Thursday 2 November 2017

Things may go up as well as down...

I am of course talking about interest rates, following today's increase by the Bank of England from 0.25% to 0.50%. A minor change some will say, and I'm largely inclined to agree, but a good many will underestimate the impact of such a small percentage increase, which is, in fact, a 100% increase in the base rate. Sensationalistic, I hear you say? Yes, that was my intention...

There will be lots of noise made today and in the coming days about a change of direction by the Monetary Policy Committee no doubt. However, let us not lose sight of where interest rates are, how long they've been there and where they have come from (thanks to www.economicshelp.org and the ONS for the attached graphic).

We have experienced record low levels of interest for an equal record level of time during a period of a record level of central bank input. In effect, what we have seen over the last 10 years has been artificial. It's been an economy on life support!
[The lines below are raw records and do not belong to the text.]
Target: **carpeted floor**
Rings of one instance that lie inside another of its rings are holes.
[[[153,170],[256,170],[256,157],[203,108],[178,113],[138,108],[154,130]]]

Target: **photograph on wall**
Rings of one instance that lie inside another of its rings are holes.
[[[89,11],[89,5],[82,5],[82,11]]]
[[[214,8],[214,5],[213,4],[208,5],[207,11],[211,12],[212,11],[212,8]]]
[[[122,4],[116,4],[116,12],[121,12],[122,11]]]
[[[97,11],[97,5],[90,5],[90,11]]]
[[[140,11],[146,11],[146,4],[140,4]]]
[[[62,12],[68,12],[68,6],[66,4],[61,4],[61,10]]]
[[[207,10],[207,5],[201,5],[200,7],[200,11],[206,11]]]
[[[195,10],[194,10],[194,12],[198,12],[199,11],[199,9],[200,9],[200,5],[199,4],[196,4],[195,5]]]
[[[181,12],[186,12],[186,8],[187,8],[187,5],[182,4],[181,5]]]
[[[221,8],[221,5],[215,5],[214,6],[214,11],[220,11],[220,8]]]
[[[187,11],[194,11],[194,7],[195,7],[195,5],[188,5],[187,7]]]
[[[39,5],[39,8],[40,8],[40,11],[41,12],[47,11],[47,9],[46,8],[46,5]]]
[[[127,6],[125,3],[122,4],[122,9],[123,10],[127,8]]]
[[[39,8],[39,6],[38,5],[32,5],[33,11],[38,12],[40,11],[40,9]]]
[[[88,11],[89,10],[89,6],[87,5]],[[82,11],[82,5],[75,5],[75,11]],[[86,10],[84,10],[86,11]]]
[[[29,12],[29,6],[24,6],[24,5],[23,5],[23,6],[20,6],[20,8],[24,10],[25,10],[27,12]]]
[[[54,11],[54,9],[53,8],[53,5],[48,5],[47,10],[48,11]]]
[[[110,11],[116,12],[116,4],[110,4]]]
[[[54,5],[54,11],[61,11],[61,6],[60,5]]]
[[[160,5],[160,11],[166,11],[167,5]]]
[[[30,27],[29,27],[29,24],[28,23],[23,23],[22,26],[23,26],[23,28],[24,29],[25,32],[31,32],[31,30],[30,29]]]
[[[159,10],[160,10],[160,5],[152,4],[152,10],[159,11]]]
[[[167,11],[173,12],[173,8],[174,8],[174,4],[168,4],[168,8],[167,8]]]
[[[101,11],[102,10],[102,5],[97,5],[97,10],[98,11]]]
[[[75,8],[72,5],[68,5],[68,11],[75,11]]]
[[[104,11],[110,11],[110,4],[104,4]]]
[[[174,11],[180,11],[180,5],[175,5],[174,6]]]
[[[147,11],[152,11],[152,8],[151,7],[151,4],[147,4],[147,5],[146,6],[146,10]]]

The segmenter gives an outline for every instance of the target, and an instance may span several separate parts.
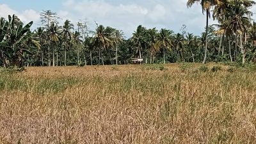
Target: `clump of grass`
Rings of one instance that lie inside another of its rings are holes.
[[[163,65],[148,65],[143,66],[143,70],[164,70],[165,68]]]
[[[221,70],[221,67],[220,66],[213,66],[211,68],[212,72],[216,72],[218,71]]]
[[[235,68],[233,67],[228,67],[228,68],[227,69],[227,71],[229,72],[235,72]]]
[[[202,65],[199,67],[199,70],[201,72],[206,72],[209,71],[209,68],[207,66]]]
[[[180,70],[184,72],[188,71],[191,67],[191,65],[188,63],[182,63],[179,65],[179,67],[180,68]]]

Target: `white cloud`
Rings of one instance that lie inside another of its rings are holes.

So, in essence, we should see this as a positive move, yes? Well, that's a much more difficult question. Largely interest rates are increasing due to inflation outstripping wage growth. As with all things, economics requires that things have an equal and opposite reaction. This increase is in effect a measured step on a path to ensuring that consumer prices don't rocket as a result of a lower sterling. Now, I'm no economist, and better minds than mine will articulate this in a far more accurate manner, but in short, the interest rate rise would appear to be a result of the negative economic news.

The impact of all of this, of course, depends on which side of the fence you sit. Those with hefty mortgages will lose out, whilst those with savings will stand to see some modest benefits.

Of the 8.1 million households with a mortgage, 3.7 million, or 46%, are on either a standard variable rate or a tracker rate, so less than half will be immediately affected. Even then, according to UK Finance, the average outstanding balance is £89,000 which would see payments increase by between £11 and £12 a month. So the initial impacts are minimal on household budgets. What should be of more concern is that this will not be the only increase, and one would expect to see steady rises over the next 2 to 3 years.

It is also important to note that the Bank estimates that almost 2 million mortgage holders have never experienced a rate rise. All of this is, of course, risible if you can remember the double-digit interest rates from the 70' and 80's. However, it's impact should not be underestimated with ever spiraling house prices and mortgage levels.

As for savers, well, we'll have to sit tight and see what the high street banks offer in way of increases. As usual, I'd expect them to lag behind in terms of both amount and timing in relation to mortgage rates.